Meet quintessential capitalist Albert Garcia.
Garcia's got what many financial experts will tell you is the perfect answer. He doesn't have one business, he's got at least five more if you count the petting zoo he plans to open near his Mexican food takeout business.
"It just kind of happened," said the 59-year-old Garcia. "I don't like to watch TV, so I've got to have something to do."
Garcia owns a custom door manufacturing company in Rancho Cordova and a powder-coat paint business in McClellan Business Park. He sells goats and sheep that he raises in Wilton, and runs a gift shop and sells Christmas trees during the holidays on an old farm outside of Elk Grove.
"That's the classic American way," said Andrew Hargadon, a professor in the Graduate School of Management at UC Davis, and director of the Center for Entrepreneurship. "You earn money in one business and then you use that money to invest in other businesses."
There is no underestimating the importance of mom-and- pops to the American economy. Small businesses make up half of the country's private, non-farm gross domestic product and employ 52 percent of California's work force, according to the U.S. Small Business Administration. And, in the past decade, they created about 70 percent of new jobs.
Garcia said he's using these tough economic times as an opportunity to streamline, doing things like moving his door business to a much smaller, 9,000-square-foot warehouse.
A slumping economy simply means the ones that emerge will be even stronger, said Sanjay Varshney, dean of the college of business administration at California State University, Sacramento.
"It's smart to make sure you're lean and mean so when the cycle reverses itself, you're positioned very well to take advantage of the upside," he said.
Garcia began his entrepreneurial journey while doing carpentry finish work alongside his father after returning from the Vietnam War. He saw profit in buying blank doors, then cutting and prehanging them for easy installation.
He opened US Building Materials in Sacramento in 1977 and expanded eight years later to a 21,500-square-foot spot in Rancho Cordova. Business ebbed, but mainly flowed.
When new opportunity arose, he seized it. In 1990, Garcia won a contract to do the interior doors for a chain of retail stores. But the plans stipulated powder coating, a more eco-friendly painting technique where a powder is applied and then baked on. Garcia researched the method, bought the equipment and opened US Powder Coating.
The livestock came about a decade ago when Garcia got interested in breeding sheep for meat. He now grazes about 200 Dorpers a South African sheep on the land of some friends and 36 goats on his own 4.5 acres.
He slaughters some of the animals himself, to be cooked in the classic Mexican pit barbecue style, or he sells to Islamic Meat & Poultry, a halal meat processor in Stockton. About once a week, someone comes by the ranch to buy a live goat or lamb to be eaten at a ceremony or celebration.

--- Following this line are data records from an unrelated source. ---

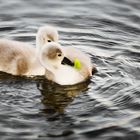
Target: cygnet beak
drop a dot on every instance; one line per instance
(94, 70)
(66, 61)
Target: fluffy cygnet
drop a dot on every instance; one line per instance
(51, 57)
(19, 58)
(70, 52)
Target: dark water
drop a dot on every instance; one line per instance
(105, 108)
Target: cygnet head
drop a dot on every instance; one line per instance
(46, 34)
(51, 56)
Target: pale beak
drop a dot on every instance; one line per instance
(66, 61)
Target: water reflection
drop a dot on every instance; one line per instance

"They're Middle Eastern, Fijian, Laotian, Vietnamese, Korean, Cambodian, and because I'm Mexican, I get a lot of Mexicans, too," Garcia said.

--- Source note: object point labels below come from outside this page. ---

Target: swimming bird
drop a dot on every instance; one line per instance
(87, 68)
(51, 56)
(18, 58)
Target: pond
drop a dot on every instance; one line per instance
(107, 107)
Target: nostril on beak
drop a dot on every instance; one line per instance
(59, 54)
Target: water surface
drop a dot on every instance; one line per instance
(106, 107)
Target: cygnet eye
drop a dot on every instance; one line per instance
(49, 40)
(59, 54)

Not all of Garcia's business ventures have succeeded. His first foray into the restaurant business lasted three years and ended in February 2008 when he closed Veracruz Cafe in Folsom.
"The competition was tremendous," Garcia said. "We could have struggled and struggled and it would never really have taken off to make the kind of money we would have expected out of a business."

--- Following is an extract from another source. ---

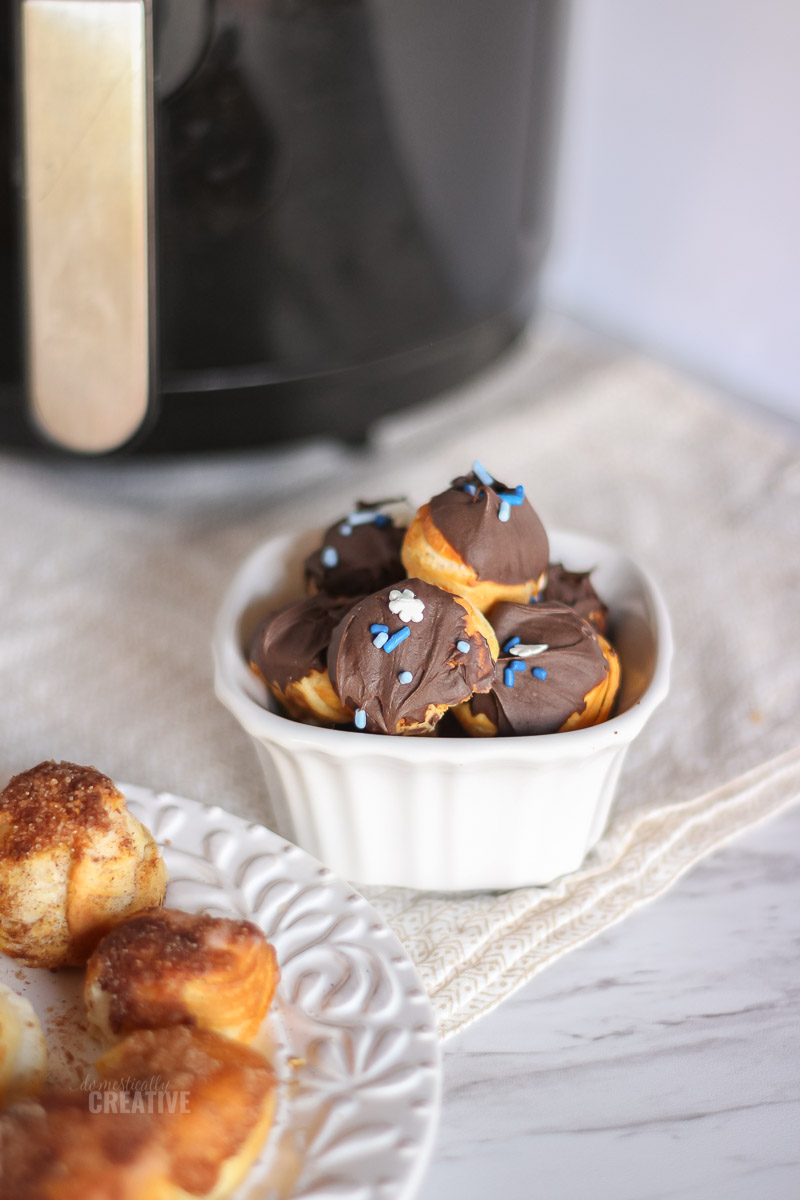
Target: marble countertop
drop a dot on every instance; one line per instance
(660, 1061)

But on his way to work one day, Garcia noticed a 1.5-acre plot of land at Sheldon and Grant Line roads. The former Sheldon Farms was for sale.
The ideas started flowing: There could be a gift shop, a petting zoo, a Mexican restaurant, fresh candy and fudge, fruits and vegetables, an events venue. The location made sense. "There are 12,700 cars that drive by each day," he said. "If we get 1 percent to stop in and spend 10 bucks, that's a good day."
He bought the property in 2007. First came the Christmas trees, which he sold the past two seasons. Garcia found an Oregon grower, bought flocking and netting equipment, and took kids on rides atop a classic locomotive.
The Ol' Farm House gift shop with dog key chains, cherry-print aprons and pig planters, opened two months ago, as did Barn Door Tacos, which offers carnitas, chiles rellenos and full family dinners for takeout. The rest, including the Southern specialty of boiled peanuts, will come later.
The key to Garcia's ability to grow, he said, is his extended family. His dad tends to animals, a brother and son oversee the powder coating, a sister cooks for the restaurant, his daughter buys for the gift shop, nieces and nephews sell Christmas trees, and his wife does all the books.
"It's funny," said his wife, Rebecca Garcia. "I would never have thought we'd be selling Christmas trees."